On Thu, Aug 11, 2016 at 02:23:39PM +0200, Petr Cech wrote:
> On 08/09/2016 02:49 PM, Jakub Hrozek wrote:
> > On Tue, Aug 09, 2016 at 12:57:58PM +0200, Petr Cech wrote:
> > > On 08/09/2016 11:26 AM, Jakub Hrozek wrote:
> > > > On Mon, Aug 08, 2016 at 09:46:55AM +0200, Petr Cech wrote:
> > > > > > On 08/04/2016 05:01 PM, Petr Cech wrote:
> > > > > > > > On 08/04/2016 04:35 PM, Petr Cech wrote:
> > > > > > > > > > Hi list,
> > > > > > > > > > 
> > > > > > > > > > there is the first version of patch for [1]. I need
> > > > > > > > > > to investigate if we have the same issue in other
> > > > > > > > > > *_childs.
> > > > > > > > > > 
> > > > > > > > > > I tested it with sleep() added into ldap_child code.
> > > > > > > > > > 
> > > > > > > > > > [1] https://fedorahosted.org/sssd/ticket/3106
> > > > > > > > > > 
> > > > > > > > 
> > > > > > > > I know, it is not perfect. For example 2 seconds between 
> > > > > > > > SIGTERM and
> > > > > > > > SIGKILL should be constant. I will send the second version with 
> > > > > > > > other
> > > > > > > > childs, but not today.
> > > > > > > > 
> > > > > > > > Regards
> > > > > > 
> > > > > > Hello all,
> > > > > > 
> > > > > > there is fixed patch set. There is only one minor change -- 
> > > > > > constant for
> > > > > > time between signals.
> > > > > > 
> > > > > > Is there better name for global_ccname_file_dummy?
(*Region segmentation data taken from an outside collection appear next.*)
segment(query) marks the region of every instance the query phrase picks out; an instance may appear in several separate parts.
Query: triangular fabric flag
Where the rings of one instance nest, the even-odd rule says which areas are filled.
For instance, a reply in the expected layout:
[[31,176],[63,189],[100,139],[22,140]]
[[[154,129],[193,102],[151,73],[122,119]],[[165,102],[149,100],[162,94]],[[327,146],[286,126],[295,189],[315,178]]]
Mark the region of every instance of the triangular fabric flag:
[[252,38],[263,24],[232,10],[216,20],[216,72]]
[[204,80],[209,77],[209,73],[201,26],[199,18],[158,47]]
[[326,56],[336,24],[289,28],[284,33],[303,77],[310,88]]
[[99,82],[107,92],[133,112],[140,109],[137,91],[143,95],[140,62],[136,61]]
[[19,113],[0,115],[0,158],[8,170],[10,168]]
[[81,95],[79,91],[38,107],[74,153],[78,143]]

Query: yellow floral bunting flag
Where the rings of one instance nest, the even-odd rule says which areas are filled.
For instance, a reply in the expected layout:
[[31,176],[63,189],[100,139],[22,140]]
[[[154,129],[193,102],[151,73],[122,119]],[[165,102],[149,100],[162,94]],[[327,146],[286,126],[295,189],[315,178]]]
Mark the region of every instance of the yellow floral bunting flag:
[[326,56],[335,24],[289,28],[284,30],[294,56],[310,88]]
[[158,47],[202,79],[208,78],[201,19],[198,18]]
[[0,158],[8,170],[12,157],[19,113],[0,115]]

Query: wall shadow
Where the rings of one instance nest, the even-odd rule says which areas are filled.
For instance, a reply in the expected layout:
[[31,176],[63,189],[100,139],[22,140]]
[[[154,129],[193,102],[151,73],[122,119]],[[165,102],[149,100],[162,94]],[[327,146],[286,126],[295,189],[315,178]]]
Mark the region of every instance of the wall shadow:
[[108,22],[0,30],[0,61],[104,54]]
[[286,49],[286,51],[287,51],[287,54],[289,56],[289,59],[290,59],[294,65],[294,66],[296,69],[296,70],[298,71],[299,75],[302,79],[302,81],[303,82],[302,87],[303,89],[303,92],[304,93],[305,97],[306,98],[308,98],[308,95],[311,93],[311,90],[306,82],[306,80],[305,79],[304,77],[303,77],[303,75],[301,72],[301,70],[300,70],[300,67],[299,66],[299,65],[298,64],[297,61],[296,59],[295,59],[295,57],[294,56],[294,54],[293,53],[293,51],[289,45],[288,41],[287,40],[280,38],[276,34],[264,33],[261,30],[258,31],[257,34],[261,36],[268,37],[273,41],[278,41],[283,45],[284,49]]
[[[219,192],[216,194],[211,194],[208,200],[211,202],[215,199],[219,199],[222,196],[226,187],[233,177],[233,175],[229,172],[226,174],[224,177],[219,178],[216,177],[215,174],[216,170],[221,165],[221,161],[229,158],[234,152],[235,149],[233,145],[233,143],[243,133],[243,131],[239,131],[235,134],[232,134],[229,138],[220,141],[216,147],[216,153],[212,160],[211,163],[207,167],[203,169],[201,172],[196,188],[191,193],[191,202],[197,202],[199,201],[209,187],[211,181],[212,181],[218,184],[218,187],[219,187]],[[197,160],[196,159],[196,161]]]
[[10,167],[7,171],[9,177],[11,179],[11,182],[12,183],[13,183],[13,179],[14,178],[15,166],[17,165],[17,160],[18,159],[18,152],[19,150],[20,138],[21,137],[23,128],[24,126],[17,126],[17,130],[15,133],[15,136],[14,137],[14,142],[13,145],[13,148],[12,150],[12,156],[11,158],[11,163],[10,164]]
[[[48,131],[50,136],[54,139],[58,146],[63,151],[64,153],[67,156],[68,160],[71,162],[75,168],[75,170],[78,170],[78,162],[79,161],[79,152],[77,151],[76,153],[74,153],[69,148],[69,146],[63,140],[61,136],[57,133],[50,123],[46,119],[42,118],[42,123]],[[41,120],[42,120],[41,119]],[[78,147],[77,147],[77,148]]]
I did not want 
> > > > > > to break
> > > > > > the naming... but it looks really long.
> > > > I think this name is fine, but I would prefer to not use the variable in
> > > > the code, except for setting it after the temporary file is created and
> > > > then set the variable back to NULL after the temporary file is renamed
> > > > to the real one.
> > > 
> > > Addressed.
> > > 
> > > Thanks Jakub, it looks better. :-)
> > 
> > OK, now I actually tested the patch and it regresses the way we handle
> > responses, because the handler exits the process with success error
> > code, the provider then tries to parse the child output, which is not
> > there..
> > 
> > I think the easiest way would be to define a return code of ldap_child
> > that would be used in exit in the signal handler and the back end code
> > would print a nice debug message telling the admin that the child timed
> > out.
> 
> Thanks Jakub,
> improved patch set is attached.
> 
> Regards
> 
> -- 
> Petr^4 Čech

> From f84d4d2fcc7c1f2cb404a02aeea7abd12c14dd61 Mon Sep 17 00:00:00 2001
> From: Petr Cech <pc...@redhat.com>
> Date: Fri, 22 Jul 2016 14:28:54 +0200
> Subject: [PATCH] LDAP: Fixing of removing netgroup from cache

This patch is from a different set.

> From 1f40587cbb256bab98e8e35670ca76426b41e6b1 Mon Sep 17 00:00:00 2001
> From: Petr Cech <pc...@redhat.com>
> Date: Thu, 4 Aug 2016 16:27:40 +0200
> Subject: [PATCH 2/3] LDAP: Adding SIGTERM signal before SIGKILL
> 
> We add better termination of ldap_child. If ldap_child reaches
> the timeout for termination parent sents SIGTERM signal. Child
> has 2 seconds for removing temporary file and exit.
> If it is not sufficient there is SIGKILL send to the child.
> 
> Resolves:
> https://fedorahosted.org/sssd/ticket/3106

[...]

> +static void get_tgt_timeout_handler(struct tevent_context *ev,
> +                                      struct tevent_timer *te,
> +                                      struct timeval tv, void *pvt)
> +{
> +    struct tevent_req *req = talloc_get_type(pvt, struct tevent_req);
> +    struct sdap_get_tgt_state *state = tevent_req_data(req,
> +                                            struct sdap_get_tgt_state);
> +    int ret;
> +
> +    DEBUG(SSSDBG_TRACE_ALL,
> +          "timeout for sending SIGTERM to tgt child [%d] reached.\n",
> +          state->child->pid);
> +
> +    ret = kill(state->child->pid, SIGTERM);
> +    if (ret == -1) {

Please use:
    ret = errno
    and then use ret instead of errno in the DEBUG statement to avoid
    overwriting errno if we ever change this branch in the future.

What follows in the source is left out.